En una de esas salidas, visitó de nuevo el lugar donde había visto al pez mágico (ahora lo llamaba así) pero obviamente nunca apareció. En todo caso, no había ido esperando que apareciera sino para ver alguna señal, algo que le indicara que significaba lo que había sucedido o que debía hacer para evitar que el pueblo muriera de hambre.

Ya muchos se habían ido, cogiendo sus canoas y cruzando la ciénaga hacia destinos desconocidos, lugares que ellos esperaban fueran más amables con ellos, con alimento y vivienda. Cuando la mitad de las personas se habían ido, los ancianos declararon que el pez mágico había sido un milagro y que debían esperar, con paciencia.

Araki escuchaba lo que decían pero era difícil pensar en irse de allí e intentar un lugar nuevo, sobre todo siendo el mayor de sus hermanos y solo con su madre para cuidarlos a todos.

Así que, como último recurso, decidió hacer un adorno con varias de las flores que crecían naturalmente en los márgenes de la ciénaga. Hizo una corona bastante vistosa y salió con ella a navegar hasta que llegó a la zona de los manglares. Allí arrojó la corona e hizo una pequeña oración, inventada por él: le pidió al dios de la ciénaga que les ayudase y no los dejase morir sin comida ni una vida digna.

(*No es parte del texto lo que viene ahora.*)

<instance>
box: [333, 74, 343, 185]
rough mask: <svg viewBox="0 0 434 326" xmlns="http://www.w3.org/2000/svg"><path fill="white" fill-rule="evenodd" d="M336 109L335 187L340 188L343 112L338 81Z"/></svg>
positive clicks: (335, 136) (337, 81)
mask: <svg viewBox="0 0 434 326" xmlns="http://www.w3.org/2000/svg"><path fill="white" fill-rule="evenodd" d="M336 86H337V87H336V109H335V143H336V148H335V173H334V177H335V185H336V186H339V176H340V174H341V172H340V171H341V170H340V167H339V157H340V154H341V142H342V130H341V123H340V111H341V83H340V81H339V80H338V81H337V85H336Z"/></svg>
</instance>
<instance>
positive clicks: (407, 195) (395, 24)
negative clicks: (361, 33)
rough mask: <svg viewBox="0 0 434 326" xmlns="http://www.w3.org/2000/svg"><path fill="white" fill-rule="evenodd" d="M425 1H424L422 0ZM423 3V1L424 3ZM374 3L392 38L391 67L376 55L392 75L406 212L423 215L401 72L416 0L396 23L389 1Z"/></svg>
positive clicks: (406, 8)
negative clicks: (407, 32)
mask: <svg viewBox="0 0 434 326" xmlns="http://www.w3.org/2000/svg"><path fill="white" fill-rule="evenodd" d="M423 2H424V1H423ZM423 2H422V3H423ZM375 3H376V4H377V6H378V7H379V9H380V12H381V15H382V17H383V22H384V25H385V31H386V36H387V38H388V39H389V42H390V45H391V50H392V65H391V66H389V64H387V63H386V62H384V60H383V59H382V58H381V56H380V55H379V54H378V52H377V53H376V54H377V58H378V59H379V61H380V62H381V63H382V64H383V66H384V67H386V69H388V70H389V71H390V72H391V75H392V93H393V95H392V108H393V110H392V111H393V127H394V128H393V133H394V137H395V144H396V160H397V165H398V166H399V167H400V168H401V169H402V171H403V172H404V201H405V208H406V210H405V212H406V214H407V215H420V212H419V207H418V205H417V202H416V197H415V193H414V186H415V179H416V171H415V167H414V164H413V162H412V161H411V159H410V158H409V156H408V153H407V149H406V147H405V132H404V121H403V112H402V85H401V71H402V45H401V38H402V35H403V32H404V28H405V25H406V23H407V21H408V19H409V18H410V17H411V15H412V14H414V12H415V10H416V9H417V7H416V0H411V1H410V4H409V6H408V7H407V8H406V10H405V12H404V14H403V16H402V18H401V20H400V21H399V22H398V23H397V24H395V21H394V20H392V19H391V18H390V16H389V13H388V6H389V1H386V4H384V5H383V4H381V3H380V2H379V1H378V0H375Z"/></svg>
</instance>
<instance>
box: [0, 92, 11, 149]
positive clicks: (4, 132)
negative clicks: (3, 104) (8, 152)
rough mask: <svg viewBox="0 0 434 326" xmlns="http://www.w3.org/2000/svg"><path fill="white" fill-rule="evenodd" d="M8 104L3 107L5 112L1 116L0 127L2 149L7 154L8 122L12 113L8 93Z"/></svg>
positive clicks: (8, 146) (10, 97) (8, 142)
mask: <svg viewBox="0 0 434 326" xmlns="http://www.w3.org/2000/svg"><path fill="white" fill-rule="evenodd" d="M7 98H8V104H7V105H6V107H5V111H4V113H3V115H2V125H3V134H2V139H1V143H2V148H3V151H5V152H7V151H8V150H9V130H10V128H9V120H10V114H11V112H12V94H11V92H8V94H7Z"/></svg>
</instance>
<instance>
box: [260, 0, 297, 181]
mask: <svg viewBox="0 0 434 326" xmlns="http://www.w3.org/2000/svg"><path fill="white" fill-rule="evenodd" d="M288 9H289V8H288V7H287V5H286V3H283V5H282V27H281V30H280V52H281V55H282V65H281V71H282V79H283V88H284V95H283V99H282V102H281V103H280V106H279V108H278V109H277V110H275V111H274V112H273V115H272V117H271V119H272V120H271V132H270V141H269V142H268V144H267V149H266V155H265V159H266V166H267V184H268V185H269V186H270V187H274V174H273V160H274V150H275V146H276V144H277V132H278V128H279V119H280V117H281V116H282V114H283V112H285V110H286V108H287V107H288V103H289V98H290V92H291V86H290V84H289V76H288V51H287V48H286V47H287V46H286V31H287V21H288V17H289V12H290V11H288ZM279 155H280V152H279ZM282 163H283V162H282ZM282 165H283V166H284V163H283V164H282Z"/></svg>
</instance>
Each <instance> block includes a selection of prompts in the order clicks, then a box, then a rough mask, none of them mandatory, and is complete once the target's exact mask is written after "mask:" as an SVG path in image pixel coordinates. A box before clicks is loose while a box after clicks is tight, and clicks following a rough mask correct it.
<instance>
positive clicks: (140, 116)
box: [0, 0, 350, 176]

Cuando terminó, Araki empezó a remar pero pronto se dio cuenta de que la canoa no avanzaba. Esperanzado, se volteó a mirar que era lo que pasaba y entonces lo vio de nuevo. Ya no estaba saltando ni moviéndose rápido. Estaba allí, dando vueltas alrededor de la corona que se hundía lentamente. Cuando las flores desaparecieron bajo el agua, el pez de color dorado miró a Araki a los ojos, como si estuviese viendo a su alma. Mantuvieron la mirada por un buen rato hasta que el pez se hundió, saltó sobre el bote de Araki y se hundió en el agua.

El niño sonrió, seguro de que lo sucedido era un buen presagio. Y estuvo en lo cierto. De repente, del agua, salieron  cientos y cientos de peces, como si los disparara un cañón del fondo del lago. Casi todos cayeron dentro de la canoa.

Fue así que empezó una nueva época para la gente del lago, que vio como el lugar en el que habían vivido por tanto tiempo de pronto volvió a la vida. Los manglares crecieron en un número, el agua parecía más limpia y miles de peces de alguna manera volvieron a la ciénaga.

Los pescadores preservaron sus costumbres de racionamiento y ahorro y así complacieron al dios de la ciénaga, siempre vigilante de la gente que vivía sobre su cabeza.